Due to the specificity of their growth in changing environment, plants had to develop their own responses to the periodically occurring extreme adverse conditions. This involves changes in complex regulatory networks and stress regulated genes for which changes in the transcript level are identified with the use of real-time RT-PCR. It is important that the reference gene is not subjected to the same mechanisms of regulation, which is induced by environmental stress in the case of resistance genes, since it will be impossible to determine the actual increase (or decrease) of transcripts quantity (Paolacci et al. 2009). This is not always easy to determine, since seemingly not being directly related to plant stress response, HKGs may show co-regulation with transcription factors which affects often a wide range of genes. It seems that the catch lies in stress definition itself because, for example the temperature does not necessarily need to reach extreme values, and even so it will significantly affect reference gene expression, as was discussed in the study of somatic embryogenesis (Lin and Lai 2010). It is rarely seen to acknowledge information if samples were acquired in the same temperature, soil water content (so if watering and evaporation had same effect in the specified moment), light exposition etc.—in other words if it was precisely in the same set of stress factors (unless they are included as the validated stress factor for reference gene sets).

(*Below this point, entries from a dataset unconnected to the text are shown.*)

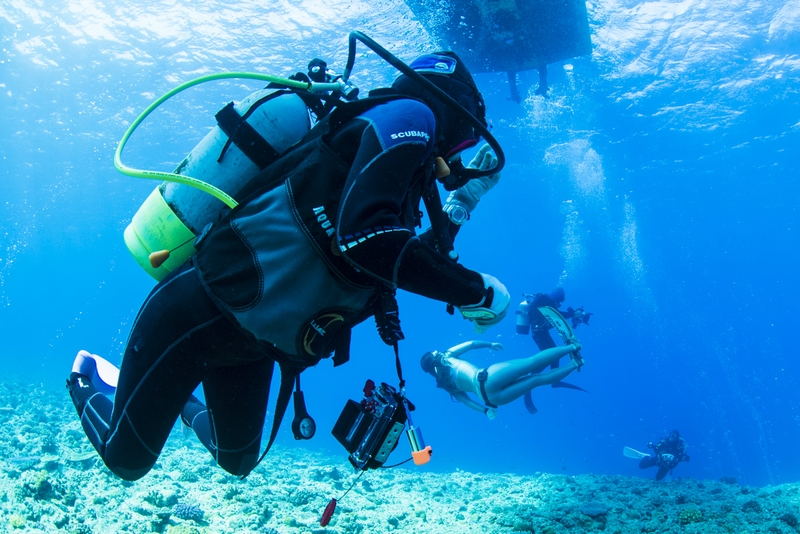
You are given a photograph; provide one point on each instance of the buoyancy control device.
(248, 137)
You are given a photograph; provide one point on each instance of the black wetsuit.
(540, 326)
(676, 448)
(181, 339)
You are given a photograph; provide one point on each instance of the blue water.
(658, 185)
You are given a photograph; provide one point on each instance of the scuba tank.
(269, 120)
(523, 317)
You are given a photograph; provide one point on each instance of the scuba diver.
(669, 452)
(319, 242)
(501, 382)
(529, 318)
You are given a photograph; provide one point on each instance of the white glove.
(463, 200)
(482, 316)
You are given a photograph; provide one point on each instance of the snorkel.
(458, 174)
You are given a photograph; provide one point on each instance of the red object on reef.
(328, 513)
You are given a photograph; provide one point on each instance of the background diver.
(529, 318)
(501, 382)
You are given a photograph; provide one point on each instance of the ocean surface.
(658, 185)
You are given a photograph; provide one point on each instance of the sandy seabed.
(52, 481)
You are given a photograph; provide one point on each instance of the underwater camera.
(370, 429)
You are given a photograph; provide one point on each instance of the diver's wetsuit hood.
(448, 73)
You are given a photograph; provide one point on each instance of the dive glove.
(492, 309)
(463, 200)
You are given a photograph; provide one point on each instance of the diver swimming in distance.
(530, 318)
(319, 241)
(500, 383)
(668, 453)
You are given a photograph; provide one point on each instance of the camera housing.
(371, 429)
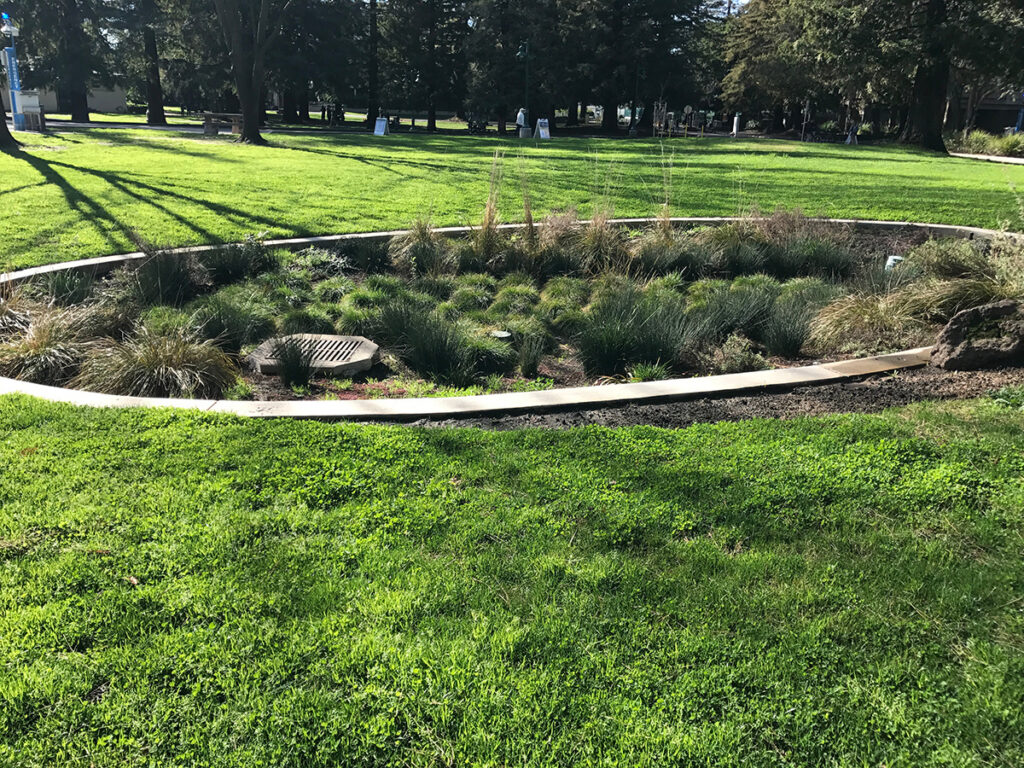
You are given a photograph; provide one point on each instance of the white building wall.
(100, 99)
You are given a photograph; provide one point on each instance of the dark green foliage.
(333, 290)
(235, 320)
(787, 326)
(321, 263)
(514, 299)
(238, 261)
(626, 326)
(161, 278)
(365, 254)
(46, 350)
(491, 355)
(291, 592)
(426, 342)
(422, 251)
(294, 363)
(304, 322)
(69, 287)
(147, 365)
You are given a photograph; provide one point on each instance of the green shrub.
(47, 350)
(161, 278)
(68, 287)
(950, 258)
(304, 322)
(531, 349)
(294, 363)
(865, 323)
(429, 344)
(162, 320)
(370, 255)
(421, 251)
(809, 256)
(734, 249)
(514, 299)
(626, 326)
(321, 263)
(176, 365)
(333, 290)
(788, 324)
(232, 321)
(469, 298)
(491, 355)
(658, 252)
(601, 246)
(233, 262)
(353, 321)
(648, 372)
(572, 290)
(737, 355)
(438, 286)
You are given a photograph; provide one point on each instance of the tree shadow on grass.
(91, 210)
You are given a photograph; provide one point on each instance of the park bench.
(214, 121)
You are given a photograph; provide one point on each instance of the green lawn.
(188, 590)
(80, 194)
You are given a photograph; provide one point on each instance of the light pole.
(13, 79)
(523, 53)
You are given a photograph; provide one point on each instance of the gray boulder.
(987, 336)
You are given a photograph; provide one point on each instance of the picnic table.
(214, 121)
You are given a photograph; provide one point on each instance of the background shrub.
(238, 261)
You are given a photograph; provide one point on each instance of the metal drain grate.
(330, 354)
(324, 348)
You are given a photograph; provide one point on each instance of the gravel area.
(866, 395)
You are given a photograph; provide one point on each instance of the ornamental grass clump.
(295, 363)
(147, 365)
(787, 326)
(237, 261)
(232, 318)
(421, 251)
(425, 341)
(625, 326)
(161, 278)
(47, 350)
(601, 246)
(68, 287)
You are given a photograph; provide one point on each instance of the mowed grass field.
(80, 194)
(188, 590)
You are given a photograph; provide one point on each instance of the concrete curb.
(510, 402)
(580, 398)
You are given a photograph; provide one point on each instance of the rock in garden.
(985, 336)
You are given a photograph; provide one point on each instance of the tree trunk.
(609, 119)
(79, 103)
(373, 104)
(154, 90)
(7, 141)
(289, 114)
(928, 99)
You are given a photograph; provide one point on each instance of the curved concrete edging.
(509, 402)
(103, 264)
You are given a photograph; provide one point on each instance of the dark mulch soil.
(866, 395)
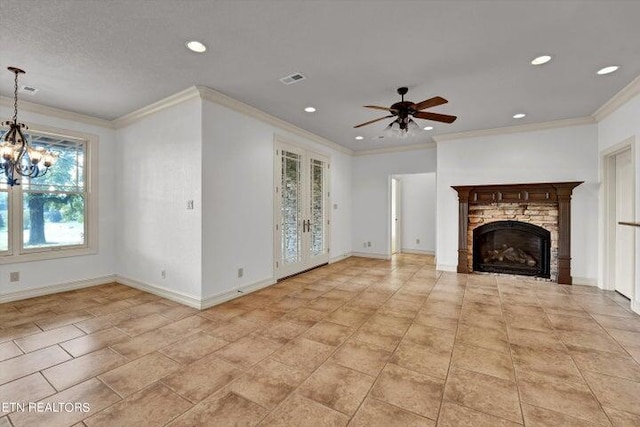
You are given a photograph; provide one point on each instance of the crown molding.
(45, 110)
(157, 106)
(618, 100)
(216, 97)
(399, 149)
(531, 127)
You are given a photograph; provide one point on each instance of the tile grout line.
(513, 365)
(595, 397)
(455, 338)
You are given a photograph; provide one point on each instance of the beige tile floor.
(360, 342)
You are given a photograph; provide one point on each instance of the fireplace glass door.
(512, 247)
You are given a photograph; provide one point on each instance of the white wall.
(561, 154)
(371, 195)
(618, 127)
(237, 198)
(39, 274)
(158, 167)
(418, 213)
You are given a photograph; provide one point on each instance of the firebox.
(512, 247)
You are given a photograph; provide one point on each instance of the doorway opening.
(619, 204)
(412, 214)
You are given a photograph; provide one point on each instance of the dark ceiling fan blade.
(372, 121)
(432, 102)
(375, 107)
(435, 117)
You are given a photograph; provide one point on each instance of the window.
(53, 215)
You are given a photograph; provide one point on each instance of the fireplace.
(512, 247)
(544, 205)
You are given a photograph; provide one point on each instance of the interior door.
(301, 229)
(624, 239)
(394, 215)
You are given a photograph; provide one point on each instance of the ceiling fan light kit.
(405, 111)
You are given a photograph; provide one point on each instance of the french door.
(301, 210)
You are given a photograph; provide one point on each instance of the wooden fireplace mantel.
(544, 192)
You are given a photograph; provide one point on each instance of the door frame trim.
(607, 191)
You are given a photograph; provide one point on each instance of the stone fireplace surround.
(547, 205)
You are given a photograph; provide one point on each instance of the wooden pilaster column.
(564, 231)
(463, 221)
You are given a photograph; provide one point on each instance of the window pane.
(291, 206)
(67, 174)
(317, 208)
(53, 219)
(4, 221)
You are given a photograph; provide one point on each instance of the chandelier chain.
(15, 99)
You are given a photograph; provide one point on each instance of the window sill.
(46, 255)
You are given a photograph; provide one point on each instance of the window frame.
(16, 251)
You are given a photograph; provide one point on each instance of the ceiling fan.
(404, 110)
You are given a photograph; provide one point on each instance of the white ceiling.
(108, 58)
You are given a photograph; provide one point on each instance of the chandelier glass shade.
(17, 157)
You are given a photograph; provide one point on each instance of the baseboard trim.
(584, 281)
(339, 257)
(235, 293)
(54, 289)
(163, 292)
(417, 252)
(635, 306)
(447, 267)
(371, 255)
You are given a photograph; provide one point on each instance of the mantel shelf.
(631, 224)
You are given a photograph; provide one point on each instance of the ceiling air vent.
(28, 90)
(293, 78)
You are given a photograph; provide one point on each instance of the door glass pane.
(317, 207)
(4, 221)
(291, 206)
(53, 219)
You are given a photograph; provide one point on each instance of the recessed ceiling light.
(540, 60)
(196, 46)
(608, 70)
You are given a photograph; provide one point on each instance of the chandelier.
(18, 158)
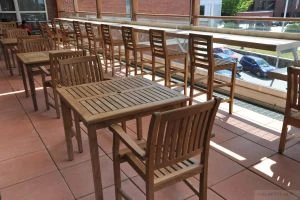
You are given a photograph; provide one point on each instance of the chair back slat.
(80, 70)
(128, 38)
(54, 65)
(106, 35)
(293, 91)
(20, 41)
(201, 51)
(180, 134)
(38, 44)
(158, 43)
(94, 38)
(16, 32)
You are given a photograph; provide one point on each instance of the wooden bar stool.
(292, 108)
(51, 77)
(109, 45)
(94, 39)
(81, 37)
(67, 35)
(160, 50)
(201, 58)
(130, 45)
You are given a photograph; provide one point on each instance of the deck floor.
(243, 161)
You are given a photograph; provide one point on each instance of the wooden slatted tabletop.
(102, 103)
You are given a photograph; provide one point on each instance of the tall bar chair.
(160, 50)
(67, 35)
(292, 108)
(131, 46)
(94, 39)
(81, 37)
(201, 58)
(109, 45)
(14, 33)
(51, 77)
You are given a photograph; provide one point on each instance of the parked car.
(256, 65)
(226, 51)
(224, 56)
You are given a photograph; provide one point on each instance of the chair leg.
(45, 92)
(232, 87)
(153, 68)
(116, 164)
(139, 128)
(149, 192)
(283, 137)
(78, 133)
(56, 104)
(192, 85)
(185, 75)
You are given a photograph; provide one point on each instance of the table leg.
(20, 65)
(5, 55)
(67, 120)
(95, 162)
(32, 86)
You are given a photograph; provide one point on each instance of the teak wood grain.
(101, 104)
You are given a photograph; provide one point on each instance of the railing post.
(134, 9)
(59, 6)
(99, 8)
(75, 3)
(195, 11)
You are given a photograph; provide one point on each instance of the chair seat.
(165, 174)
(174, 53)
(140, 47)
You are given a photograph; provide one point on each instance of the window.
(31, 5)
(18, 10)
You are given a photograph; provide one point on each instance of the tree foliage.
(231, 7)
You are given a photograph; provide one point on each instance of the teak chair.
(81, 37)
(20, 47)
(54, 74)
(81, 70)
(109, 52)
(94, 39)
(16, 32)
(201, 58)
(131, 46)
(37, 44)
(67, 35)
(292, 108)
(175, 139)
(160, 50)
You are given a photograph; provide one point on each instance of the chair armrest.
(45, 71)
(120, 133)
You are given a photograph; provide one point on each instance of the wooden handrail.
(161, 15)
(250, 18)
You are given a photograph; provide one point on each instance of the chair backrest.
(54, 65)
(16, 32)
(128, 38)
(201, 51)
(43, 28)
(38, 44)
(293, 90)
(80, 70)
(180, 134)
(94, 39)
(106, 34)
(20, 41)
(158, 43)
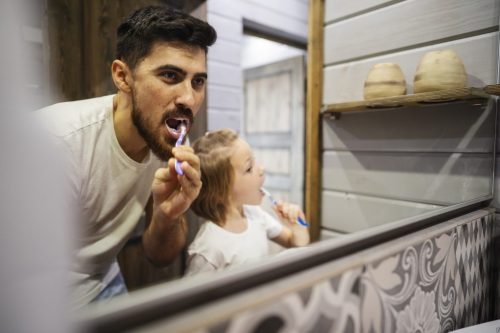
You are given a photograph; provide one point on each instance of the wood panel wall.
(386, 165)
(225, 84)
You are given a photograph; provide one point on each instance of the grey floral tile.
(329, 306)
(473, 250)
(440, 283)
(411, 291)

It is remarkable how ACT gene found its place in the stress-related studies. At the same time by following previous papers some general trends can be drawn that may decide if to include specified gene or not. Focusing on salinity stress and difficulties in water extraction from the soil—for three different plants: potato (Nicot et al. 2005), Lolium temulentum L. (Dombrowski and Martin 2009) and cucumber (Wan et al. 2010), ACT gene was ranked in the last place in the ranking of stability every time, which, to some extent, may indicate the relationship between the plant response to such stress and the expression of ACT. Careful validation of ACT under drought treatment in barley was proved to be stable in control and stressed plants but at the same time highlights that expression pattern was dependent on developmental stage and ACT was recommended as the best reference gene only during heading (Rapacz et al. 2012). It did not cross out its previous use for drought stressed barley at seedling stage due to less substantial water deficit in leaves than in previously quoted study and still was characterized by relatively high stability (Rapacz et al. 2010; Wójcik-Jagła et al. 2012). ACT was also successfully adapted as reference when investigating effects of cold, light and time of day during low temperature shift and other abiotic stresses in Festuca pratensis (Jurczyk et al. 2012; Pawłowicz et al. 2012) or cold acclimation of four genotypes of barley (Rapacz et al. 2008).

Changes in gene expression can even be caused by plant wounding, therefore, collected samples should be immediately frozen. In L. tumulentum Ct value for CAP gene was reached about two cycles earlier when samples were analyzed 11 h after wounding than in unwounded tissues, but this difference decreased after 24 h (Dombrowski and Martin 2009). The same stress can also cause different changes in various tissues, as observed in coffee exposed to drought (Cruz et al. 2009). Also nutrient deficiency, e.g., nitrogen shortage may have an effect on the expression of potential reference genes and their stability which was presented in tomato for TUB gene (Løvdal and Lillo 2009).

Diseases and infections

An example when defense response and burden of illness have no effect on any validated HKG’s expression is impossible to find. Patients are classified in the same group as healthy or ill, while they differ on the gene expression level as a result of health deterioration. Nowadays, a very common physical disorder is obesity and the metabolic syndrome (Mehta et al. 2010). Symptoms can have somewhat smooth margins that do not guarantee a strict threshold above which certain influence on gene expression is observed. To examine how they affect the number of transcripts of some genes, adipocyte cells were taken from healthy and morbidly obese patients. It turned out that significant differences were noticed in the expression of many HKG’s including the 18S rRNA. Concluding the fact that tissue cells can differ from one another just like individual patients it appears that the most appropriate term to use would be “reflects a snapshot of mRNA” which is hopefully most representative for certain cases (Bustin 2010; De Keyser et al. 2013). Still such may not be relevant to some rare unique genotypes. Genotypes that not only refer to patient’s sample but disease source itself which may be influenza viruses showing broad diversity in their nature. Kuchipudi et al. (2012) searched for best performing reference genes for five subtypes of influenza A virus where depending on subtype stability of a single gene was varying. Having in mind how dynamic in evolving viruses are it casts into question if reference gene evaluation should not be performed prophylactically from time to time even when working on the same matter for a longer period.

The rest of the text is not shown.